Seule vitrine du genre en Amérique du Nord, le Mundial Montréal se déroule du 18 au 21 novembre dans dix salles montréalaises sur le thème « Roots transglobales ». Sauf quelques exceptions, n’y cherchez pas les vedettes accomplies, mais de véritables talents qui se feront valoir devant les promoteurs et diffuseurs : en tout, 34 artistes, dont presque la moitié provenant du Québec, cinq de l’international, soit plus qu’auparavant, et les autres du reste du Canada.

Le thème « roots transglobales » renvoie à son lot de projets acoustiques, mais aussi à des fusions électroniques : « Le marketing des musiques du monde a été un manège de controverse, de passion et de confusion rempli de joie. Il ne s’agit pas vraiment d’un genre musical, mais d’une ombrelle pour ce que Marshall McLuhan a appelé le “Global Village”. Quand la musique devient transglobale, elle ne connaît plus de frontières », fait valoir le directeur artistique Derek Andrews dans le programme de Mundial.

Au téléphone, il précise la démarche : « Nous sommes partis d’un artiste comme Le Vent du Nord, qui est célébré dans les festivals de world music. Nous avons aussi trouvé Jaron Freeman-Fox, un violoneux très fort, et deux violoncellistes : Cris Derksen et Anne Janelle. Puis nous avons vu des collisions entre la tradition et d’autres cultures. Nous avons identifié cela comme une tendance intéressante à explorer. »

Plusieurs de ces artistes qui créent des ponts entre les océans seront donc présents : le bluesman Paul Deslauriers avec le sitariste Anwar Khurshid, Odessa Havana, qui mélange les musiques juive et latino, CanadAfrica, tout en blues nord-américain et en rythmes ghanéens, DakhaBrakha, qui marie la nouvelle Ukraine à la planète, et le Gypsy Kumbia Orchestra qui partage la soirée de clôture avec les Torontois du Lemon Bucket Orkestra. On avait également prévu la participation du Québécois Romain Malagnoux avec le Malien Moustafa Kouyaté, mais ce dernier n’a pu obtenir son visa et sera remplacé par le Montréalais Salif Dit Lasso Sanou.

Mundial Montréal se définit comme la plaque tournante des musiques du monde sur le marché nord-américain. Quels en sont les résultats directs ? 113 musiciens présentés depuis le début, une centaine de contrats par année débusqués pour les musiciens depuis deux ans, une participation accrue des artistes internationaux et des partenariats plus nombreux, autant avec le Babel Med Music de Marseille qu’avec les organismes provinciaux dédiés à l’exportation des artistes. « Comparativement à M pour Montréal, Mundial Montréal évolue vraiment rapidement, peut-être parce qu’il y a moins de vitrines-conférences dans ce créneau », constate Sébastien Nasra, le fondateur des deux événements, sur un ton optimiste.

Découvertes autochtones

Aussi à surveiller au Mundial Montréal:

DakhaBrakha Ce quatuor ukrainien sera l’une des révélations de Mundial.

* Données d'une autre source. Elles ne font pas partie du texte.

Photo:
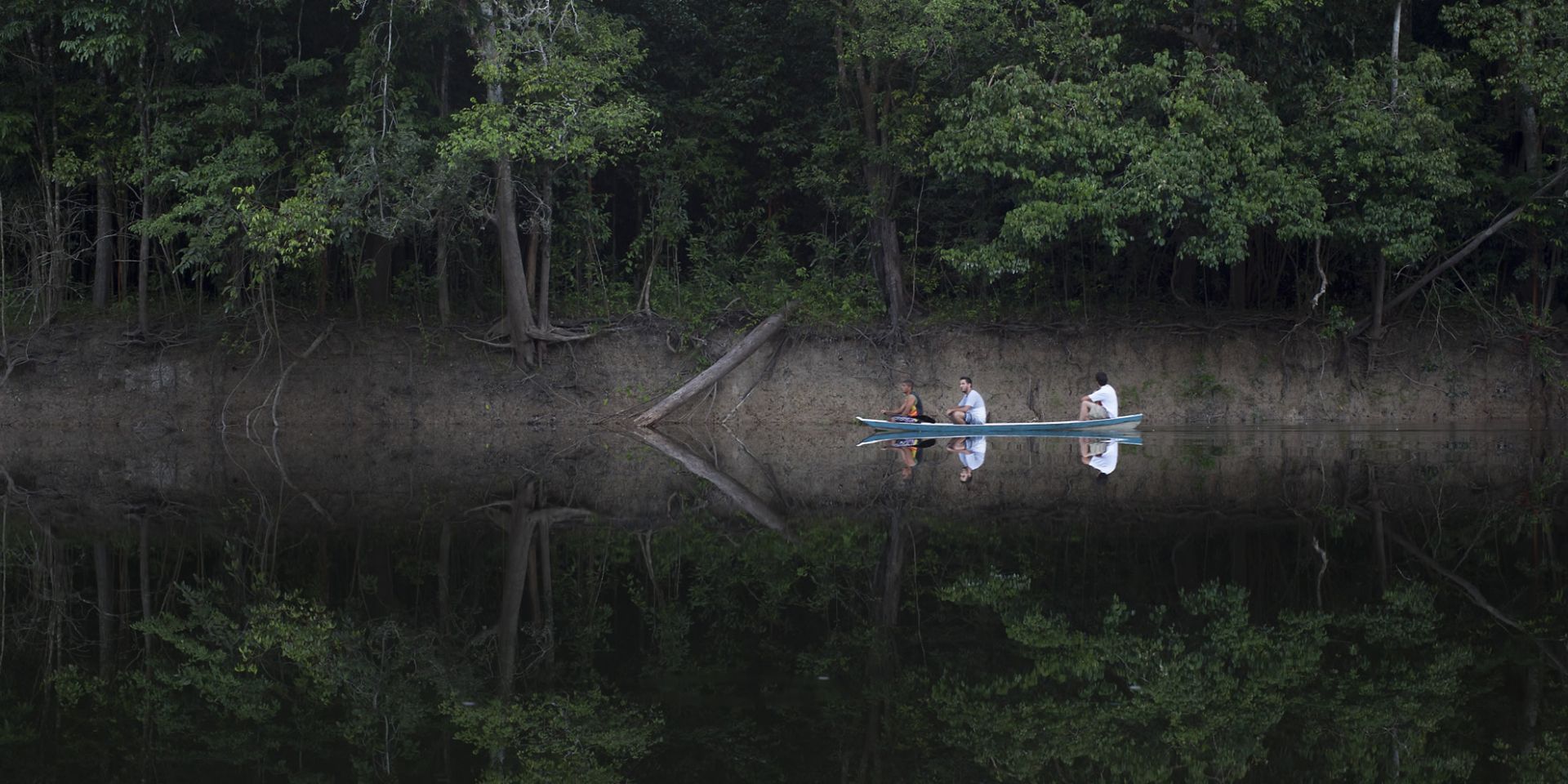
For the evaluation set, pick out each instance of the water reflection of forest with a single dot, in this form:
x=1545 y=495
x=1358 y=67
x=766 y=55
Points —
x=1312 y=608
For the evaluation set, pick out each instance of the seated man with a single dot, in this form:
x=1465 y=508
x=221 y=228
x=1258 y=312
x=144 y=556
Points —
x=969 y=408
x=1099 y=403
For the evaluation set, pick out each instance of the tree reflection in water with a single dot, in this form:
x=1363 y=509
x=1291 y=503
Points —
x=1349 y=610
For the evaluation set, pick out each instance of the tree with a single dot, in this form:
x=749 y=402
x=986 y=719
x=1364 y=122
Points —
x=555 y=96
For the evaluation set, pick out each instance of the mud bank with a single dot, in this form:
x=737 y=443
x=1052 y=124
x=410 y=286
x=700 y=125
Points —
x=1176 y=477
x=400 y=376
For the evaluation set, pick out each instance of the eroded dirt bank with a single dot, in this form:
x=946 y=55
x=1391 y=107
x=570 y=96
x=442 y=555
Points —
x=400 y=376
x=789 y=474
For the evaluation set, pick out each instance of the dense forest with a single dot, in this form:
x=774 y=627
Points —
x=569 y=160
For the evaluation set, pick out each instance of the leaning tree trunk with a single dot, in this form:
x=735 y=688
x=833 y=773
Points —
x=717 y=371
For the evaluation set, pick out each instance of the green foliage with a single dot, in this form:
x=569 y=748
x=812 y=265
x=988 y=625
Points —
x=579 y=736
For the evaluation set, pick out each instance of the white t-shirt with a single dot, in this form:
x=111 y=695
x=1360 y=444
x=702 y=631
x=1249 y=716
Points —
x=976 y=407
x=1106 y=461
x=976 y=455
x=1106 y=397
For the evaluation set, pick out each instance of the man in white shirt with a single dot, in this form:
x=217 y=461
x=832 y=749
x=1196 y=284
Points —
x=969 y=408
x=1099 y=403
x=971 y=453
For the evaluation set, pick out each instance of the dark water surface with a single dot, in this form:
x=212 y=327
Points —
x=1252 y=604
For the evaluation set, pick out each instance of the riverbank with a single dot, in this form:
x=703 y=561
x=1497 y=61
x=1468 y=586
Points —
x=386 y=375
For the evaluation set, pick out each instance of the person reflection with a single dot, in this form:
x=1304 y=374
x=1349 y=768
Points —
x=908 y=453
x=971 y=453
x=1101 y=455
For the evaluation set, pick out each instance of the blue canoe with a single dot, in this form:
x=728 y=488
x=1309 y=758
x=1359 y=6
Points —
x=1000 y=429
x=1118 y=436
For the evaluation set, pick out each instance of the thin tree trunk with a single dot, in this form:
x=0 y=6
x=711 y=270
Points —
x=519 y=535
x=145 y=248
x=1392 y=85
x=549 y=591
x=104 y=243
x=546 y=226
x=1379 y=284
x=519 y=314
x=443 y=225
x=444 y=577
x=532 y=259
x=443 y=291
x=717 y=371
x=104 y=576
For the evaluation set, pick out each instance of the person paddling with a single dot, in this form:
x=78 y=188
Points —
x=1099 y=403
x=910 y=410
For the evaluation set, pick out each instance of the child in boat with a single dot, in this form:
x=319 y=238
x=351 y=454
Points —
x=910 y=410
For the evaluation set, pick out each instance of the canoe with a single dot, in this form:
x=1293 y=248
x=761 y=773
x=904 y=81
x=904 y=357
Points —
x=1120 y=436
x=998 y=429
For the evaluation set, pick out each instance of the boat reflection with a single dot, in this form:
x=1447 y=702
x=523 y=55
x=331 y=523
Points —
x=894 y=436
x=1101 y=452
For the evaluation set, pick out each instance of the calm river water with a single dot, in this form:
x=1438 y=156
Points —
x=712 y=604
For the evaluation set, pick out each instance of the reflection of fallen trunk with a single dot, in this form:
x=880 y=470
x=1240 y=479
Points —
x=717 y=371
x=736 y=491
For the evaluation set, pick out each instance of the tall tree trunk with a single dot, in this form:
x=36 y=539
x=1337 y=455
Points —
x=444 y=577
x=1392 y=74
x=104 y=576
x=519 y=535
x=519 y=314
x=104 y=243
x=145 y=247
x=871 y=98
x=443 y=291
x=1379 y=284
x=546 y=577
x=1239 y=283
x=443 y=225
x=546 y=228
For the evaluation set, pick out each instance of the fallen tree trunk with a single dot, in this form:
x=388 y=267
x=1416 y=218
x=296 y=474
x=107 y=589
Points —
x=1459 y=256
x=736 y=491
x=717 y=371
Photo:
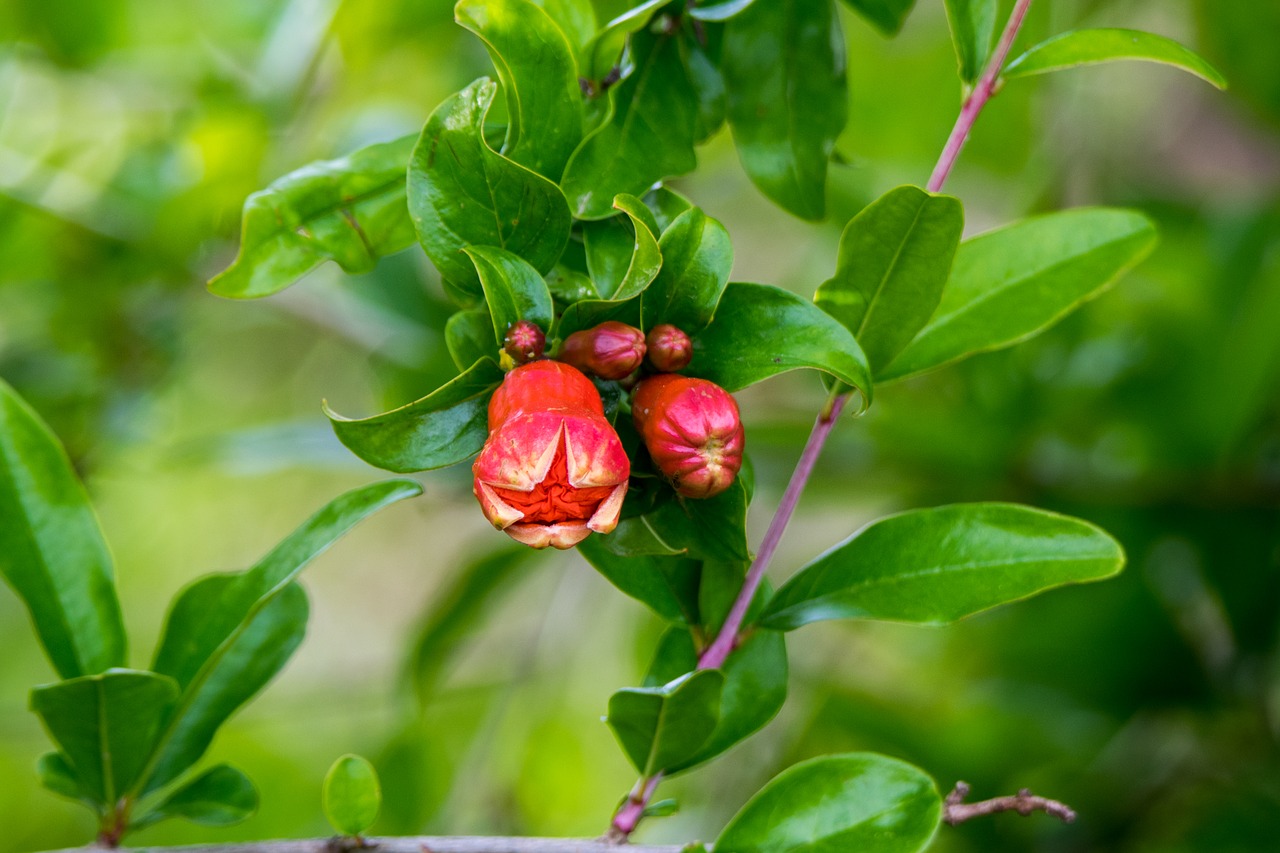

À la fois mystique et physique, traditionnelle et profondément urbaine, sa musique fusionne, fait fondre la polyphonie slave dans l’art vocal contemporain. Une découverte majeure !

Samito Artiste au groove magique, Samito mélange très habilement l’acoustique et l’électro. Claviériste et producteur, il est peut-être la prochaine révélation montréalaise de souche africaine. On attend son premier disque avec grand intérêt.

Jaron Freeman-Fox Héritier spirituel d’Oliver Schroer, ce violoneux-violoniste torontois redéfinit les limites de son instrument en se plongeant à la fois dans les univers nordiques, celtique et indien, entre autres. On le compare parfois à Frank Zappa.

Kinnie Starr Rappeuse, activiste et provocatrice, elle cause de sexe, d’amour et d’identité. Sur «Kiss it», son plus récent projet, Kinnie Starr mélange rap, beat et slam. Elle peut aussi devenir intimiste.

Cris Derksen Multi-instrumentiste de formation classique et compositrice-interprète, cette violoncelliste de Vancouver explore la guitare rockeuse sur des airs mélodiques et des beats électro.

Beatrice Deer Chanteuse-compositrice-interprète de Quaqtaq, au Nunavik, elle plonge dans ses racines inuites avec son groupe montréalais. On attend un nouvel album sous peu.

Martha Redbone D’origine choctaw, shawnee et afro-américaine, elle arrive de New York avec une plainte dans la voix et son folk mâtiné de r&b et d’accents autochtones.